European Conference on Computer Vision (ECCV) 2026

Resources¶

arXiv Code

Bibtex

@article{zhan2025complexvalued2d,
author = {Zhan, Yicheng and Gao, Xiangjun and Quan, Long and Ak\c{s}it, Kaan},
title = {Complex-Valued 2D Gaussian Representation for Computer-Generated Holography},
journal = {arXiv preprint arXiv:2511.15022},
year = {2025},
url = {https://arxiv.org/abs/2511.15022},
}

Abstract¶

Holograms are hard to represent, as every pixel carries wave information, and the patterns look like noise. We ask whether a hologram can instead be assembled from a few well-chosen building blocks, and answer with the complex-valued 2D Gaussian: a primitive that, following Gabor's theory, packs the most information into the least space and frequency. Optimizing a hologram as a cloud of these primitives shrinks the parameter search space by 5:1, while a differentiable rasterizer paired with a GPU-optimized propagation kernel cuts VRAM by 30% and optimization time by 50%. The result is up to 13 dB higher PSNR than prior Gaussian-based methods and up to 3200× faster rendering, all while matching the quality of state-of-the-art computer-generated holography.

Motivation¶

A photograph records only how bright each point is. A hologram must also capture how light interferes and diffracts, and that extra information turns into dense, high-frequency, seemingly random pixel patterns. Existing image representation methods are insufficient for this task: implicit and autoencoder models smooth away the very detail that defines a hologram, while recent Gaussian-based image models reproduce pixels yet ignore how light actually propagates. We instead describe the hologram with a compact set of complex-valued 2D Gaussians, and fold light propagation directly into optimization, so the representation stays compact and physically grounded.

Method¶

Pipeline¶

A set of complex-valued 2D Gaussians are rasterized into a complex hologram (amplitude and phase), propagated to several depth planes, and compared against RGB+D targets at each focus. Every step is differentiable, so the primitives are learned jointly.

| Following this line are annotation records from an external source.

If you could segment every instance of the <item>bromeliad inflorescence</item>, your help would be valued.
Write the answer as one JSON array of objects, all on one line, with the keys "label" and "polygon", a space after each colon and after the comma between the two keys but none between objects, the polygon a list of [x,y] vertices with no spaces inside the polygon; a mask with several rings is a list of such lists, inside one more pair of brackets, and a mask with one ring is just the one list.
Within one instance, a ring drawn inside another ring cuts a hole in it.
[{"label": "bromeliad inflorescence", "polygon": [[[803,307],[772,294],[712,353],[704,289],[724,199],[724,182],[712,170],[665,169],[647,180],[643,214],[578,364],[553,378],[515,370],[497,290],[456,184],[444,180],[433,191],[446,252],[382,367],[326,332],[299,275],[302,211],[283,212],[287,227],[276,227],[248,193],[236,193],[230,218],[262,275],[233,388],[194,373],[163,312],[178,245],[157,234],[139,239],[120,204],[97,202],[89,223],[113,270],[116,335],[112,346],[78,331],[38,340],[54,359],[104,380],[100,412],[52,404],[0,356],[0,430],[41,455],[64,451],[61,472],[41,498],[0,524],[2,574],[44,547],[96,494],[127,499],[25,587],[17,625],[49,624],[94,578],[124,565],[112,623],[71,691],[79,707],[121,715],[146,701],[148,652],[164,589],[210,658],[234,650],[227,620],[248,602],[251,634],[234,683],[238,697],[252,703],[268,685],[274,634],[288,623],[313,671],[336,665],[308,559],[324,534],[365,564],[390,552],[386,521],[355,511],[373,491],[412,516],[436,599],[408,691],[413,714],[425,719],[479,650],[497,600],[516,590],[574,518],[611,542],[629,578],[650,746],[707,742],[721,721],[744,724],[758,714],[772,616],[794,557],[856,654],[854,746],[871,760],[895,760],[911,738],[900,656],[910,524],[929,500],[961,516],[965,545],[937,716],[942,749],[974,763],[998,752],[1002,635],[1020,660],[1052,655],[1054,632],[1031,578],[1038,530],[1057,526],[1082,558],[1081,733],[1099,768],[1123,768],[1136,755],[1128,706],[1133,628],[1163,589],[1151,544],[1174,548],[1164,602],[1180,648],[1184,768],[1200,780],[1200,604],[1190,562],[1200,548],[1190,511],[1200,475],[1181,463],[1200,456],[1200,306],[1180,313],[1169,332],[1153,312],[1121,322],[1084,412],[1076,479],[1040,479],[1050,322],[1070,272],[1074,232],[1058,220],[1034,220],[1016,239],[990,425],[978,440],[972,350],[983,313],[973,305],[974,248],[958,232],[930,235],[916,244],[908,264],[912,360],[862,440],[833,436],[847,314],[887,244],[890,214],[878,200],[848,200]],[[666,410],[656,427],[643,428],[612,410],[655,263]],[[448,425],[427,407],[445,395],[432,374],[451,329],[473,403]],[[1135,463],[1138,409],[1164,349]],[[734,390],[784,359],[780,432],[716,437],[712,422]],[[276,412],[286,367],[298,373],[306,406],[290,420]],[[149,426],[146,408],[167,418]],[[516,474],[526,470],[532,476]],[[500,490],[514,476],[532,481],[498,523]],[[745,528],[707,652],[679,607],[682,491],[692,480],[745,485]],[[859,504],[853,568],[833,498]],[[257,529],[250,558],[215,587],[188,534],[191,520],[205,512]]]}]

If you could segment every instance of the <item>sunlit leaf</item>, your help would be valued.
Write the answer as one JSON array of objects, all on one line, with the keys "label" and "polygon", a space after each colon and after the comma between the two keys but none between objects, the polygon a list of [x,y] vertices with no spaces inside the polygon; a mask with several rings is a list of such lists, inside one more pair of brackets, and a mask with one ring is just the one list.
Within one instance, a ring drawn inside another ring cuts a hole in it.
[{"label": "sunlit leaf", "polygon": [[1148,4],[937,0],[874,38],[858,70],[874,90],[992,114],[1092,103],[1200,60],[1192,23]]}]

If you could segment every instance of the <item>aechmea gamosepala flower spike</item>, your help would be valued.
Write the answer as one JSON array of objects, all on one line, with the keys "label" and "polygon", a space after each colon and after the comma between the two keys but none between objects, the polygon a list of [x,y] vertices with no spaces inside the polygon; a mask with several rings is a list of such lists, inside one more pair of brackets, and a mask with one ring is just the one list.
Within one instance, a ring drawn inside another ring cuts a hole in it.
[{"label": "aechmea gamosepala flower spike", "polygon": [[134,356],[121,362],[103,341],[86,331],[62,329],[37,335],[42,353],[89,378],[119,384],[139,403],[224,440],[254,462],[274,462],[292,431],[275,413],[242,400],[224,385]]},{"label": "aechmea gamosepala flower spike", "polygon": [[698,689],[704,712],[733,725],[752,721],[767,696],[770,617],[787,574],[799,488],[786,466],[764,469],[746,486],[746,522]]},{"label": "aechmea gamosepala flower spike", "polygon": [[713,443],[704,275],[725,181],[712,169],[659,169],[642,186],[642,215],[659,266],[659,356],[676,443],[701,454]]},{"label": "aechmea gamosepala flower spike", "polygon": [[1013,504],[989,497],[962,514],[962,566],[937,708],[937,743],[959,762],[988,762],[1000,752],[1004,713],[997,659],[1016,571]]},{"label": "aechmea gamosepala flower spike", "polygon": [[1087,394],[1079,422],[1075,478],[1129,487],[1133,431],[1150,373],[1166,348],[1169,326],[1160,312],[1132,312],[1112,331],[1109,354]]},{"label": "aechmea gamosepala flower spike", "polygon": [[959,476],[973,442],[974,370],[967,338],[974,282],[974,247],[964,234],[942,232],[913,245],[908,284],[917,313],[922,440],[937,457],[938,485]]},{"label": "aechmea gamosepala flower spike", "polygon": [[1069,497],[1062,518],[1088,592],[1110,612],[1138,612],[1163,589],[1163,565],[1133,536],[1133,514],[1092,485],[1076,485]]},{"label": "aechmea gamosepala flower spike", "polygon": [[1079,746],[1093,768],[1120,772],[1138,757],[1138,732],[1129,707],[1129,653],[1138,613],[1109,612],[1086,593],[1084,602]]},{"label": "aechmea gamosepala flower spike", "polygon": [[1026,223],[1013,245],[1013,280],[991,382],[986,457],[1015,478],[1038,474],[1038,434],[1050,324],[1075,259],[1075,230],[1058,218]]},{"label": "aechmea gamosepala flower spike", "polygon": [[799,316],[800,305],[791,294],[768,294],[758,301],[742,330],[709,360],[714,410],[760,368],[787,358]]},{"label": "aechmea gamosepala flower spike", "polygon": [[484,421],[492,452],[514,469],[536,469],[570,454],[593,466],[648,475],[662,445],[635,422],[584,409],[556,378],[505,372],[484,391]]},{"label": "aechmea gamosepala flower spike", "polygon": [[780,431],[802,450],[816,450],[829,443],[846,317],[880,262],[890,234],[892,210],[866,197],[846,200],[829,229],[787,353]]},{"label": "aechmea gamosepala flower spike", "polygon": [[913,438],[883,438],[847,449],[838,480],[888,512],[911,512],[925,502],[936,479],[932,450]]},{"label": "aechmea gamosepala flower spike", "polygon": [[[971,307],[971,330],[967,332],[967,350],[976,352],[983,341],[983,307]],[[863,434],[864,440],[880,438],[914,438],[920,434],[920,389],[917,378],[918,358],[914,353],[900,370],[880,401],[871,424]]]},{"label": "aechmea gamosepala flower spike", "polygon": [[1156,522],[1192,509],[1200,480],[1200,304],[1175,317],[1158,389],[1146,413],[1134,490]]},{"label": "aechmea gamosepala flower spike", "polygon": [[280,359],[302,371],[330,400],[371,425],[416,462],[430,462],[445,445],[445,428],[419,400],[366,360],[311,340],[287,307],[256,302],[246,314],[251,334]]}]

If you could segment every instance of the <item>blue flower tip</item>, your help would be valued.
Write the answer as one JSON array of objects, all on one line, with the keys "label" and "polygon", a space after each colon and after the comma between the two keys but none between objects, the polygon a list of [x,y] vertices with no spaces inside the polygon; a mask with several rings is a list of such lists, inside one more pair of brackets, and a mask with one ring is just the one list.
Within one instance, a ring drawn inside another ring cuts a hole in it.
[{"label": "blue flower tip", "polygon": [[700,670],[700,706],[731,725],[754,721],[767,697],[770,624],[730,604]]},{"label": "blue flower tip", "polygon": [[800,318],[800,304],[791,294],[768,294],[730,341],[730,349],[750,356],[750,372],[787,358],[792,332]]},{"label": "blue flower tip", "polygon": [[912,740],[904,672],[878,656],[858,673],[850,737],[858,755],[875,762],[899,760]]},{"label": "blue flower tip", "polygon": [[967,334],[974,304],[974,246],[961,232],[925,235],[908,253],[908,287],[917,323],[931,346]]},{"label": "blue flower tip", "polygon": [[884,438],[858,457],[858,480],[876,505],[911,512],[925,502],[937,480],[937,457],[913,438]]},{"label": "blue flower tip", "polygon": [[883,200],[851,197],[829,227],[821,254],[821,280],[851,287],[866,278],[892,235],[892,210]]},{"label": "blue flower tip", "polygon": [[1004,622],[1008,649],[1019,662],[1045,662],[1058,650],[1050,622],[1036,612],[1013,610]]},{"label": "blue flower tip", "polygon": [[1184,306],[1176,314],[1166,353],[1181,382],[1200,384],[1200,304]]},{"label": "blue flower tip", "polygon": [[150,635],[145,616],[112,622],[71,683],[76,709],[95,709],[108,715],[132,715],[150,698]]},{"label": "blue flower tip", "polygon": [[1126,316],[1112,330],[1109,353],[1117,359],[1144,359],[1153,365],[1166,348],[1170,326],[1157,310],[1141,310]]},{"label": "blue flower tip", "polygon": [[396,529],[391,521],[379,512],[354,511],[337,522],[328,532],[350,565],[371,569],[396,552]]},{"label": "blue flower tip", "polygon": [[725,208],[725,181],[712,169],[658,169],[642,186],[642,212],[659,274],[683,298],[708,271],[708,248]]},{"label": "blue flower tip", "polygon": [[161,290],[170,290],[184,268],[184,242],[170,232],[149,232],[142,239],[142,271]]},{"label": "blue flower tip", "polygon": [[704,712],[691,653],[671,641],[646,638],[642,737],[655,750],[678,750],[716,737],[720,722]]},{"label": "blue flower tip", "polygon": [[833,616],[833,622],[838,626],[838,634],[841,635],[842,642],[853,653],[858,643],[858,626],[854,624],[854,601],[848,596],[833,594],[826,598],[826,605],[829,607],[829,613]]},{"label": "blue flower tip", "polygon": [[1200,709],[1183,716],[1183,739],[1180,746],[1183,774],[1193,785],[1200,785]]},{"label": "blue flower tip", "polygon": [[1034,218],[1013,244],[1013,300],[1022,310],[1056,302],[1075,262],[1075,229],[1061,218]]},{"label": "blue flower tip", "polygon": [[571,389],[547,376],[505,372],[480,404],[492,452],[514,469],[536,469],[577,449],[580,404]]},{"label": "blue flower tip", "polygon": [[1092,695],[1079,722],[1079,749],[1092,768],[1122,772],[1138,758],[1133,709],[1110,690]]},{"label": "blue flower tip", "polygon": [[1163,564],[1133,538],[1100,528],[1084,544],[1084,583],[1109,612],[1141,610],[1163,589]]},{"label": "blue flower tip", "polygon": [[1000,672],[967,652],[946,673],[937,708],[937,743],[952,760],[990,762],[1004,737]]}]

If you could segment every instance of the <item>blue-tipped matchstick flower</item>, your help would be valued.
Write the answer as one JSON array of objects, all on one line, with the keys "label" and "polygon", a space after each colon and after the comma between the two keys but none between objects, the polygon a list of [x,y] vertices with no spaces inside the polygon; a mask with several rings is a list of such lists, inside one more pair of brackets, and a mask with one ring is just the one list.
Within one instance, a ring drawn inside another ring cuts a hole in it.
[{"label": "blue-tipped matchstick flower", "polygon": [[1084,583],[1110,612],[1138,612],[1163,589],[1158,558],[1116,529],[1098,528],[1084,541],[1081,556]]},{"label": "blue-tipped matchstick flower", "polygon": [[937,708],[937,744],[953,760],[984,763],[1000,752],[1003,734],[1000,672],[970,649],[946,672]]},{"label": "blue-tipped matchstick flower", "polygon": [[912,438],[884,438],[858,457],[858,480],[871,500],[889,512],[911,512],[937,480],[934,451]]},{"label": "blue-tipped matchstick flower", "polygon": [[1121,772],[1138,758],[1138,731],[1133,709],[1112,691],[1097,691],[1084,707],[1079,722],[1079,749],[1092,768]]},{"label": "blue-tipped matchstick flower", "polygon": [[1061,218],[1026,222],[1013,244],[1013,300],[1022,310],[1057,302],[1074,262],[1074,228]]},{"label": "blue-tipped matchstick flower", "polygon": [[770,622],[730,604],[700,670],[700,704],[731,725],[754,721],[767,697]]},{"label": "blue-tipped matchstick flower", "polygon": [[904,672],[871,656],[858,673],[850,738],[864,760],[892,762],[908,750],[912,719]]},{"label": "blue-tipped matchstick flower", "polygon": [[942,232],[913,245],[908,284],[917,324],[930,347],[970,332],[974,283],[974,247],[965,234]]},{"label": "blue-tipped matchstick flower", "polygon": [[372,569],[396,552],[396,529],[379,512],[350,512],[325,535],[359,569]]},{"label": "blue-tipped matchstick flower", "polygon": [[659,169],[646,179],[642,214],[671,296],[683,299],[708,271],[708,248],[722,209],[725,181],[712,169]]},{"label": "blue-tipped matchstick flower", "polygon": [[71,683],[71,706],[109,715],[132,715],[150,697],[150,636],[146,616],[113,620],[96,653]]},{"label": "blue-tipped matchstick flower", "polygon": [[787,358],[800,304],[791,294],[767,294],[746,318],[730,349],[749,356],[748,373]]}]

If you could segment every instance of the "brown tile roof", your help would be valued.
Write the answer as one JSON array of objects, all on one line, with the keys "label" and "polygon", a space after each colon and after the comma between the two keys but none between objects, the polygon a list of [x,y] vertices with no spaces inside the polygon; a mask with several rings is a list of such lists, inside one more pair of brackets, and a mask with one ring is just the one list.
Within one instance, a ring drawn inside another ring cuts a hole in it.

Complex-Valued 2D Gaussian Primitive¶

The atom of our representation is a single complex-valued 2D Gaussian. Just 12 parameters, position, scale, rotation, amplitude \(\mathbf{c}_n\), phase \(\mathbf{\varphi}_n\), and opacity \(\alpha_n\), which describe both where it sits and the wave it carries. A naive alternative pairs two real Gaussians for the real and imaginary parts, costing 18 parameters and two passes; our unified form is leaner and writes the complex field at pixel \(\mathbf{p}\) directly,

\[ \mathbf{H}_n(\mathbf{p}) = \alpha_n\, \mathbf{c}_n\, g_n(\mathbf{p})\, \exp\!\left(j\,\mathbf{\varphi}_n\right), \qquad g_n(\mathbf{p}) = \exp\!\left(-\tfrac{1}{2}(\mathbf{p}-\mathbf{x}_n)^\top \Sigma_n^{-1} (\mathbf{p}-\mathbf{x}_n)\right), \]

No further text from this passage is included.